A correlational analysis of multiagent sensorimotor interactions: clustering autonomous and controllable entities
This work addresses a foundational challenge in AI for developing social robots, but it is incremental as it primarily discusses measures and missing elements without presenting new methods or data.
The paper tackles the problem of enabling Theory of Mind (ToM) abilities in synthetic agents by proposing a dual-arm robotic setup to analyze sensorimotor interactions, aiming to distinguish self from others and identify intentions through correlation analysis, but does not report concrete experimental results or numbers.

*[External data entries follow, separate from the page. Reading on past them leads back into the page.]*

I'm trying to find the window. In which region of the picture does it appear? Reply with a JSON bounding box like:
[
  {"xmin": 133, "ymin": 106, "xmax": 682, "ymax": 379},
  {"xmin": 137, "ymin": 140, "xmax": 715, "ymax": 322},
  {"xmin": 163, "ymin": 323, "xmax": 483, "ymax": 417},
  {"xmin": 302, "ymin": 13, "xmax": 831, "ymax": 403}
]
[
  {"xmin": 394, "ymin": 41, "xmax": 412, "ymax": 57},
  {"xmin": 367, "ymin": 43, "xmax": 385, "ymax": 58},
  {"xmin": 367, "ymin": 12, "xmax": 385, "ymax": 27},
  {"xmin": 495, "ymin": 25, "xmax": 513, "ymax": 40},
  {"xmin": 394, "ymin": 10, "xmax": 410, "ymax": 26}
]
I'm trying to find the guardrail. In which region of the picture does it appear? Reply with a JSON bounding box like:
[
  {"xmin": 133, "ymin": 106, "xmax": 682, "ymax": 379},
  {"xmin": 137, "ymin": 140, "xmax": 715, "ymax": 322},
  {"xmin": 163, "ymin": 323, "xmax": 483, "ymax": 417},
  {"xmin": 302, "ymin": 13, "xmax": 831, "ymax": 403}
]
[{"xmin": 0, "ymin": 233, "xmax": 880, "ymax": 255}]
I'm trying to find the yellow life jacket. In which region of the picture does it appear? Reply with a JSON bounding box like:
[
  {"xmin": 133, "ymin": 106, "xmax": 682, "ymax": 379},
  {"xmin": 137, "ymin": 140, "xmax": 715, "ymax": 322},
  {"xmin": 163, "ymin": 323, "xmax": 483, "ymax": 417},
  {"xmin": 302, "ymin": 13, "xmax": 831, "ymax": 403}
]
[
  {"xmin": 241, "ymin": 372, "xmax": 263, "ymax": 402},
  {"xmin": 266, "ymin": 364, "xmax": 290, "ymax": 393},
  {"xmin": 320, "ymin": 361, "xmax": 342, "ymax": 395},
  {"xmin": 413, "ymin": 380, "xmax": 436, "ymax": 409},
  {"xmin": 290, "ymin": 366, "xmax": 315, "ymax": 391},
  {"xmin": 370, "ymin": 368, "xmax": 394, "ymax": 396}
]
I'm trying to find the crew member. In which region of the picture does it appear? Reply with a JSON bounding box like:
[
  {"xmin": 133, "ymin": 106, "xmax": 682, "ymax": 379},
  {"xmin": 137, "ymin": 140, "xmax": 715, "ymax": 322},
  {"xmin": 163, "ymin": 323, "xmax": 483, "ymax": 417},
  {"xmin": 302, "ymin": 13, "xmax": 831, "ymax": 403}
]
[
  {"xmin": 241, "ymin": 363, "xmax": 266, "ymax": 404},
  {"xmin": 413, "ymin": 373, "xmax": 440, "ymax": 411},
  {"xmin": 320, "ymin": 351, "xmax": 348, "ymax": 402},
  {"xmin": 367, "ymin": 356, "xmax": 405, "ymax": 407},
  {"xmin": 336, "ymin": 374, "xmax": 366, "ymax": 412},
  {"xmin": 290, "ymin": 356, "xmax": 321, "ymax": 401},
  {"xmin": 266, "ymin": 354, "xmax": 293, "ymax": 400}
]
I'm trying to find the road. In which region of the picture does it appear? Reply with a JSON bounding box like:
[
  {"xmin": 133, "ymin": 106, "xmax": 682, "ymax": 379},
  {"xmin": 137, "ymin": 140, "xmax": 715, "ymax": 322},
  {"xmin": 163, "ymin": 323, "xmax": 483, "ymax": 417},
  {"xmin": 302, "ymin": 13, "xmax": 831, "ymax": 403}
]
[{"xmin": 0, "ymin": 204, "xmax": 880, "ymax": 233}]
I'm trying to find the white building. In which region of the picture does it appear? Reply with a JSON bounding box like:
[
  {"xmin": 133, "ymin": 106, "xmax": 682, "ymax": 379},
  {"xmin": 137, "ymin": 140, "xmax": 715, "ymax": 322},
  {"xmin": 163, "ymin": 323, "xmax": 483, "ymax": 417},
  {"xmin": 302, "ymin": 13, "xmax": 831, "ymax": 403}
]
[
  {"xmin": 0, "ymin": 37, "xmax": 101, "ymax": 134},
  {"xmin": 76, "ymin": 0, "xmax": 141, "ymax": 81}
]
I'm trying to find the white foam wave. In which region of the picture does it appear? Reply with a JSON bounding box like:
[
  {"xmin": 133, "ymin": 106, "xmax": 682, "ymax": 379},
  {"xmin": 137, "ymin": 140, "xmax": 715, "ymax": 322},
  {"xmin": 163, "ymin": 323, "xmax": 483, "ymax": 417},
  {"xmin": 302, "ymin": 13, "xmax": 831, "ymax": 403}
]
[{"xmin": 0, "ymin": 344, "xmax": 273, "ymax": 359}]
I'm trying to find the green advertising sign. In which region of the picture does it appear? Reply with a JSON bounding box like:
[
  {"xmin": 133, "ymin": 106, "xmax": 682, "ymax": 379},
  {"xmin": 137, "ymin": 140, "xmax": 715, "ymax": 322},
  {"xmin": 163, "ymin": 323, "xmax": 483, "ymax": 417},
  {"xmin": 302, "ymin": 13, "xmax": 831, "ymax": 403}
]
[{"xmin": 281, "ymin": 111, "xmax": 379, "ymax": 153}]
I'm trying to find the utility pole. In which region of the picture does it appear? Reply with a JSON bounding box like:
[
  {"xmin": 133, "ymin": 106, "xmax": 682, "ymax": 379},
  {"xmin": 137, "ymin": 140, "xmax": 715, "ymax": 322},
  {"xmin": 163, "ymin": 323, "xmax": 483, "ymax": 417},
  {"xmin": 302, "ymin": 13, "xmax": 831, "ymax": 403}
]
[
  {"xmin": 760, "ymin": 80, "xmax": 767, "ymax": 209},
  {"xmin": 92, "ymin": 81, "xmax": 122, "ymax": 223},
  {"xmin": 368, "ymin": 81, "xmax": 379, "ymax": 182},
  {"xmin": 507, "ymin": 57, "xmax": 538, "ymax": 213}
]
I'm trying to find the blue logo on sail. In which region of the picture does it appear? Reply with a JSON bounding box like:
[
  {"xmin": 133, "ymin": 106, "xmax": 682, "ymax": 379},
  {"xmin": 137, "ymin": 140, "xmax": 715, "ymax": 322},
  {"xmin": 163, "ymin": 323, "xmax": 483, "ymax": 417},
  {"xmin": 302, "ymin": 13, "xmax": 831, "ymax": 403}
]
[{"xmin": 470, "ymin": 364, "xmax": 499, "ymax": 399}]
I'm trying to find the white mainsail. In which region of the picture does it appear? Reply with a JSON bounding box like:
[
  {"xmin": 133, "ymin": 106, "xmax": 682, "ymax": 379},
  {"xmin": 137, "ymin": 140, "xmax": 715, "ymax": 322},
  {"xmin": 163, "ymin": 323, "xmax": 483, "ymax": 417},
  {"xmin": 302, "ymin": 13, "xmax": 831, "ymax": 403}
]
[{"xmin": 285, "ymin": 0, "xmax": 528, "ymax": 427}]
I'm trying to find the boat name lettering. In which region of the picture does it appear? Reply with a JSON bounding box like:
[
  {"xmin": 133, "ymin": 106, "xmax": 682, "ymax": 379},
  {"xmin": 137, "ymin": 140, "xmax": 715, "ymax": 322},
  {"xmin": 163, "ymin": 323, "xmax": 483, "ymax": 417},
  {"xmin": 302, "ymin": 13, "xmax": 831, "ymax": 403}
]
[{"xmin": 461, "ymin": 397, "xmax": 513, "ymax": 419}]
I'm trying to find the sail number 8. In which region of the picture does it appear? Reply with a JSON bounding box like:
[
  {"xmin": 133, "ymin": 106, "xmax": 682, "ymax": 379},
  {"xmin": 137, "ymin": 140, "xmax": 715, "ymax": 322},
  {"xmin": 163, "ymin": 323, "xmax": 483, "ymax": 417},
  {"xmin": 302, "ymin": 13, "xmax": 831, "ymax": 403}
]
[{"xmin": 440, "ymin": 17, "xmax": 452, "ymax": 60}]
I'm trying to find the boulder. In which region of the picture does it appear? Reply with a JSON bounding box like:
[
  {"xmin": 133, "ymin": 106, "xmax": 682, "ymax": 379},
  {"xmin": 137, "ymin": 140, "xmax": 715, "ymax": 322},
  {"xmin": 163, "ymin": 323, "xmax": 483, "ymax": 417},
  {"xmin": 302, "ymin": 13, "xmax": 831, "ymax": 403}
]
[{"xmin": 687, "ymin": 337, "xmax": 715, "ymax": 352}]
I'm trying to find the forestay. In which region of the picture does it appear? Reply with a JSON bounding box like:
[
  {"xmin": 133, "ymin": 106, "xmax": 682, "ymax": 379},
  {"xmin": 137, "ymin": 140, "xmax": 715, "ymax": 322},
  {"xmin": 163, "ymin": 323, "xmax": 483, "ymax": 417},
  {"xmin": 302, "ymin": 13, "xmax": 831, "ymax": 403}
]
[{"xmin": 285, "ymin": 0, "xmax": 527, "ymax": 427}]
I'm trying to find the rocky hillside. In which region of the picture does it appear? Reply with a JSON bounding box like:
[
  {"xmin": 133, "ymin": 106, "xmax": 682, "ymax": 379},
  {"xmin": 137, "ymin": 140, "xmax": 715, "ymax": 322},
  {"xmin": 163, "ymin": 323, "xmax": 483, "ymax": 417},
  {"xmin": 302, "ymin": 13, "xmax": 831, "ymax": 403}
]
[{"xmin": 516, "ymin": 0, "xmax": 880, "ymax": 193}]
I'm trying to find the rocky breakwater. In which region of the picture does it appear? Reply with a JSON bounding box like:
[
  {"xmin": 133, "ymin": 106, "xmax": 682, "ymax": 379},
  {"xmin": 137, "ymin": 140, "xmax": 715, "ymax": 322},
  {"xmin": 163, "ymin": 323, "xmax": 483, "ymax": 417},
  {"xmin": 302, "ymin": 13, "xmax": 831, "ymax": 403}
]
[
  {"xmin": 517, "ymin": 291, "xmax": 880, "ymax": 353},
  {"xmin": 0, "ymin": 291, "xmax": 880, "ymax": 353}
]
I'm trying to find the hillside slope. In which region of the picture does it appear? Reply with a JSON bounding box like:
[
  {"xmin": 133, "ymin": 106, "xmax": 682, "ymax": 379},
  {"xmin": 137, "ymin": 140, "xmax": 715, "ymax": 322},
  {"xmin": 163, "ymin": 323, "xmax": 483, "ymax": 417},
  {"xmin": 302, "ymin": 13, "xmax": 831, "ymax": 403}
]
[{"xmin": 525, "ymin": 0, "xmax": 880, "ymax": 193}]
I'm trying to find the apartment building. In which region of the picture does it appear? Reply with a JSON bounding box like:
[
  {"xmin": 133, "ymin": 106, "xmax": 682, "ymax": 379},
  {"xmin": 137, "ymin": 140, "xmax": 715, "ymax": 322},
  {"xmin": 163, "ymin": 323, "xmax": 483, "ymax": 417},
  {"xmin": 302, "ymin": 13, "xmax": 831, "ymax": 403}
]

A first step to reach Theory of Mind (ToM) abilities (attribution of beliefs to others) in synthetic agents through sensorimotor interactions, would be to tag sensory data with agent typology and action intentions: autonomous agent X moved an object under the box. We propose a dual arm robotic setup in which ToM could be probed. We then discuss what measures can be extracted from sensorimotor interaction data (based on a correlation analysis) in the proposed setup that allow to distinguish self than other and other/inanimate from other/active with intentions. We finally discuss what elements are missing in current cognitive architectures to be able to acquire ToM abilities in synthetic agents from sensorimotor interactions, bottom-up from reactive agent interaction behaviors and top-down from the optimization of social behaviour and cooperation.